Mais il y avait autre chose en plus des bruits de pas précipités, un son qui ressemblait... qui ressemblait très fortement à des sanglots. Il distingua la silhouette d'un jeune garçon, certainement un première année, s'adosser contre le mur et se laisser lentement glisser vers le sol. Et il pleurait. Severus hésita : Oh oui, il aurait adoré punir cet élève, ou du moins signaler à un professeur en chair et en os qu'il se baladait la nuit dans les couloirs, mais il ne s'était pas du tout attendu à ce que l'élève en question s'effondre en pleurs devant lui.

- Jeune homme, l'apostropha le Maître des potion de sa voix trainante, puis-je savoir ce qui vous amène ici au beau milieu de la nuit ?

Le garçon sursauta violemment – Severus devait avouer que c'était l'effet désiré – et leva les yeux vers le tableau qui lui faisait face. Il avait beau faire sombre, il en voyait bien les contours, et le rouge lui monta aux joues quand il réalisa que son occupant avait tout vu de la scène.

- Êtes-vous muet ? continua Severus, un poil excédé.

- ... Non, monsieur.

- Alors allez-vous enfin me donner une raison valable à votre présence ici, sans quoi je préviens le concierge ?

Court silence.

- Je... j'avais besoin d'évacuer certaines choses.

- Ici ?

- À l'abri des regards.

Le garçon se passa une main dans les cheveux, ce qui mit Severus mal à l'aise.
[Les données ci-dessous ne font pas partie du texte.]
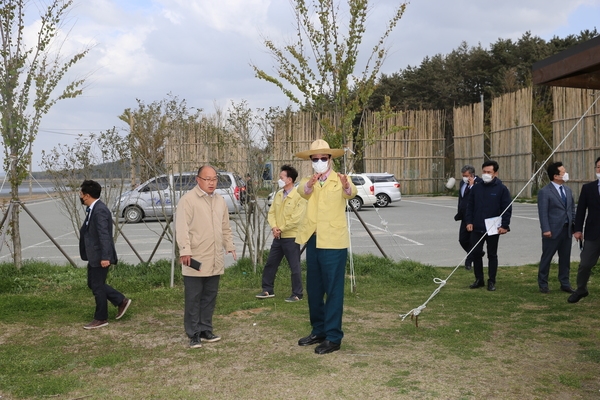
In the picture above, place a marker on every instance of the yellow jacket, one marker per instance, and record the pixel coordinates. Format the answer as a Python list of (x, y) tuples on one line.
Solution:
[(286, 214), (326, 213)]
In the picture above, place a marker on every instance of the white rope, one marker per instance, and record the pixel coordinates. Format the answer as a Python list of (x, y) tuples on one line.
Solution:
[(416, 311)]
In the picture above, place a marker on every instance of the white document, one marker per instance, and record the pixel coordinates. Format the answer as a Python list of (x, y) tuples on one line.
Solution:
[(492, 225)]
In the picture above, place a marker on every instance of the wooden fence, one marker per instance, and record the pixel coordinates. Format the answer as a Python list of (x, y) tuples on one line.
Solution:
[(468, 137), (581, 148), (511, 140), (410, 145)]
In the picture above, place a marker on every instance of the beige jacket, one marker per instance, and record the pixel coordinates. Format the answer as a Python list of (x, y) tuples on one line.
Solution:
[(203, 232), (286, 214)]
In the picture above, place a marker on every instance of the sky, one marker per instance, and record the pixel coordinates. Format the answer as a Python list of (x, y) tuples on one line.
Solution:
[(201, 50)]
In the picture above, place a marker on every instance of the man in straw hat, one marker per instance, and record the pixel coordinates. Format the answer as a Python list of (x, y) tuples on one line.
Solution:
[(325, 232)]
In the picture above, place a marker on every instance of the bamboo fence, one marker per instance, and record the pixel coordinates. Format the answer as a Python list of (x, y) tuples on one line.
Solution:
[(410, 145), (580, 150), (511, 139), (197, 144), (294, 133), (468, 137)]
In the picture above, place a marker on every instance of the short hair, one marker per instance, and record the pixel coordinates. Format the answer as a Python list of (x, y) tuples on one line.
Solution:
[(492, 163), (553, 170), (206, 166), (290, 172), (92, 188), (469, 168)]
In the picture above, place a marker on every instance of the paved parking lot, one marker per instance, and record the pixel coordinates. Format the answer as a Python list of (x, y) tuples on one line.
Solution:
[(417, 228)]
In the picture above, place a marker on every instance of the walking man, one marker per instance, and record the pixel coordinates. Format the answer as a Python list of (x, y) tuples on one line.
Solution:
[(96, 246), (489, 199), (284, 217), (556, 210), (589, 203), (464, 236), (203, 235)]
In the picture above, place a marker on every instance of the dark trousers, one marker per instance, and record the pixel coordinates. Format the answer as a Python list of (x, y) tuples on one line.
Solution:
[(589, 258), (325, 272), (200, 300), (492, 253), (102, 292), (464, 238), (550, 246), (291, 250)]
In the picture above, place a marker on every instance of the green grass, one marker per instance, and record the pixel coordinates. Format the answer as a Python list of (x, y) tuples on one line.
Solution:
[(469, 344)]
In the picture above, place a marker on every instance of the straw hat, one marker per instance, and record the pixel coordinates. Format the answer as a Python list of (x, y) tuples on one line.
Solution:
[(320, 146)]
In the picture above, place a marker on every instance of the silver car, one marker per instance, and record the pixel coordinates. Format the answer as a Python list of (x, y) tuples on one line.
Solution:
[(155, 197), (387, 188)]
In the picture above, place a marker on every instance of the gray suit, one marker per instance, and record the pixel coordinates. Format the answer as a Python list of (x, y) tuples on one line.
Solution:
[(557, 218)]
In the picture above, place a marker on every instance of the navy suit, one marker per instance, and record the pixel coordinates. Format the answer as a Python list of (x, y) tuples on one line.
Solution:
[(558, 218), (589, 201), (96, 244), (464, 236)]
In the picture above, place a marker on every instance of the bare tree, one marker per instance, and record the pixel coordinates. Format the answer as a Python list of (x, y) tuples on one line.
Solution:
[(29, 75), (320, 65)]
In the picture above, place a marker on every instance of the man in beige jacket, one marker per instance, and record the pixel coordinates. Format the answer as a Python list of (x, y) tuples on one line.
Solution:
[(203, 235)]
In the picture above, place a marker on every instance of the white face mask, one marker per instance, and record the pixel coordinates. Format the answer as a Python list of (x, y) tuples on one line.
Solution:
[(320, 166)]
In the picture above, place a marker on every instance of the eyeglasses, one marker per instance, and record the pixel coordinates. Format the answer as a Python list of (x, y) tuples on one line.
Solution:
[(208, 179)]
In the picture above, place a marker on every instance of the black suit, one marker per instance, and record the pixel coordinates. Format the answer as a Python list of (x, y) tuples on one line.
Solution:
[(464, 236), (95, 245), (589, 201)]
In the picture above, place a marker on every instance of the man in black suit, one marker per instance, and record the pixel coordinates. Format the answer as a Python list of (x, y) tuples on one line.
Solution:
[(589, 200), (556, 211), (464, 236), (96, 246)]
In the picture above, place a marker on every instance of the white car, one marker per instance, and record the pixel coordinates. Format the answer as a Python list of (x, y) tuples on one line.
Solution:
[(387, 188), (155, 197), (365, 195)]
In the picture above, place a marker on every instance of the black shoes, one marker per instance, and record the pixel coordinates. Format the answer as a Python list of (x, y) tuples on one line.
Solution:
[(575, 297), (567, 289), (209, 337), (327, 347), (477, 284), (311, 339)]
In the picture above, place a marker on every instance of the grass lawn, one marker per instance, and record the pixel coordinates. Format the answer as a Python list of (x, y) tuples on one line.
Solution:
[(515, 343)]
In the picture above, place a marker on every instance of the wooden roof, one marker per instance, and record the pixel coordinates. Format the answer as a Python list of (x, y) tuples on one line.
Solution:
[(577, 67)]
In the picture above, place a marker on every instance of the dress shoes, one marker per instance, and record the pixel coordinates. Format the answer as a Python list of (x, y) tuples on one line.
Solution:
[(567, 289), (123, 307), (310, 339), (327, 347), (95, 324), (575, 297), (477, 284)]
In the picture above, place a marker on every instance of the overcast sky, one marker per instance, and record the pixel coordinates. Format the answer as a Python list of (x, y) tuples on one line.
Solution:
[(200, 50)]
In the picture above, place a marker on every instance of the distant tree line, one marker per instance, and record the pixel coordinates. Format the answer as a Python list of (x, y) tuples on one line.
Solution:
[(461, 77)]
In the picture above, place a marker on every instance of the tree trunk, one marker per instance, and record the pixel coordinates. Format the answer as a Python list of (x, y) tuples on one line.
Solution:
[(14, 222)]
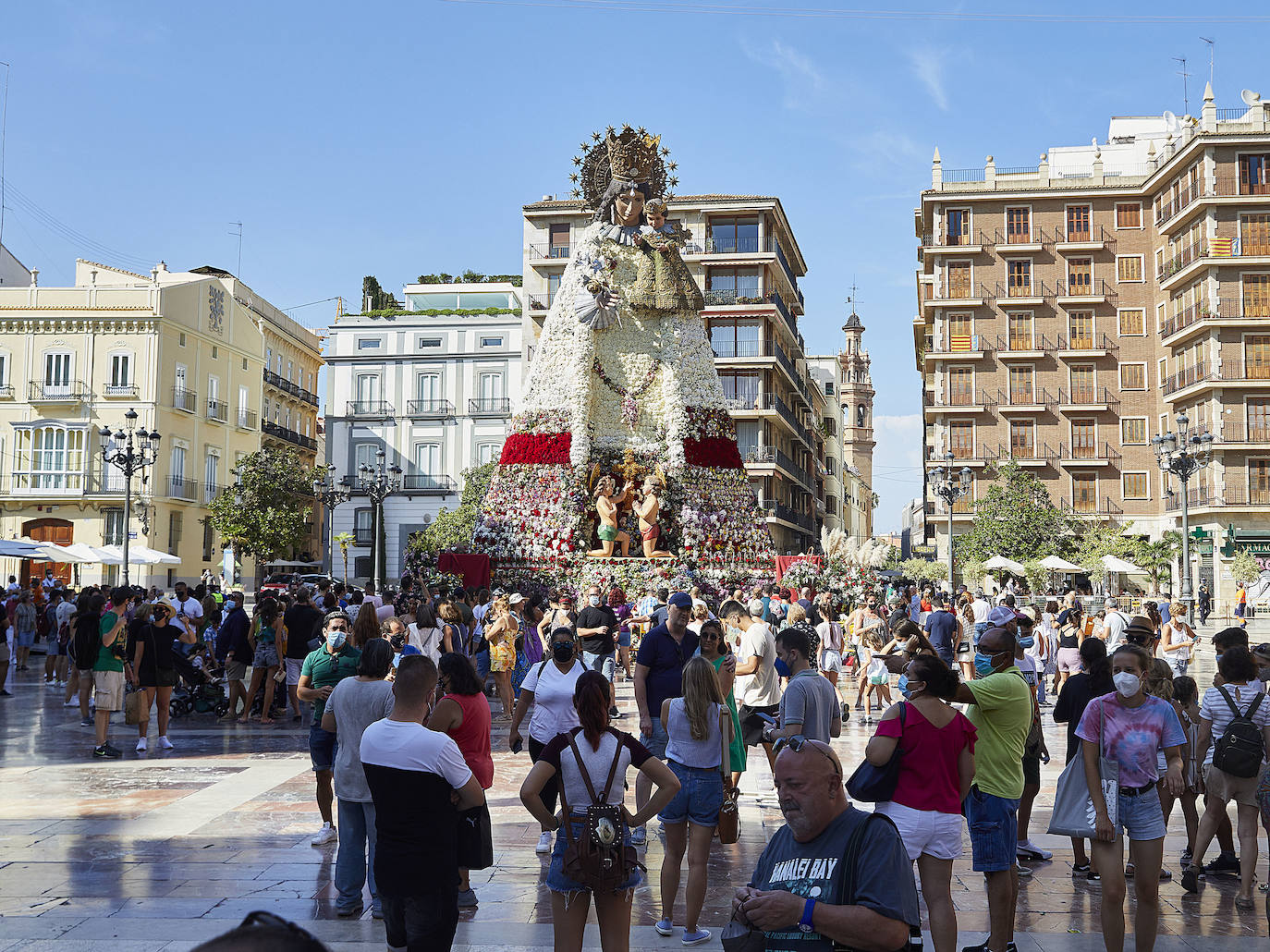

- Qui a-t-il de si atroce qui puisse vous mettre dans un état pareil quatre jours après la rentrée ?

Le plus vieux des deux espérait vaguement que des maraudeurs n'aient pas refait leur apparition pour tourmenter d'autres élèves. Son interlocuteur s'approcha un peu plus et passa un doigt timide sur l'écriteau doré qui figurait en bas du portait.

- Vous êtes Severus Snape ?

- Vous ne répondez pas à ma question.

- Mais vous êtes vraiment Severus Snape ?

- Et vous, jeune homme, quel est votre nom ?

L'élève soupira et s'adossa de nouveau au mur qui faisait face à Severus.

- Je suis... Je suis amoureux, chuchota-t-il.

Sa réponse surprit le Maître des Potions, qui resta silencieux. Le garçon prit cela comme une invitation à continuer et reprit :

- Mais pas de n'importe qui...

Allons bon. Et de qui pouvait-il bien être amoureux ? De Minerva ? De la Dame Grise ? Cela expliquerait un peu plus son désarroi.

- ... Professeur, je suis amoureux de... d'un... d'un garçon.

Il avait beau faire sombre, Severus savait qu'il avait baissé les yeux et qu'il se tordait à présent les mains de manière convulsive.

- Ah. Je comprends mieux. Mais en quoi est-ce si affreux ? L'heureux élu vous a-t-il repoussé ?

Severus s'était senti en devoir de l'aider. De l'aider parce que c'est ce dont il aurait eu besoin à peu près au même âge, lorsque ses sentiments pour Lily Evans l'avaient submergé. De l'aider parce que visiblement, ce garçon était persuadé qu'en aimer un autre était un crime terrible.

- Non. Je ne lui ai pas dit.

- Mon garçon, (Severus se surprit lui-même à employer cette expression), il n'y a rien qui vous interdise d'aimer un autre homme.

- Mais vous ne trouvez pas ça... dégoutant ? N'est-ce pas contre nature ?

- Par Merlin, mais qui vous a mis ses idées dans le crâne ? Si c'est vos parents, ils devraient avoir honte.

- Non, c'est... c'est moi-même. Personne ne m'a jamais parlé de ça.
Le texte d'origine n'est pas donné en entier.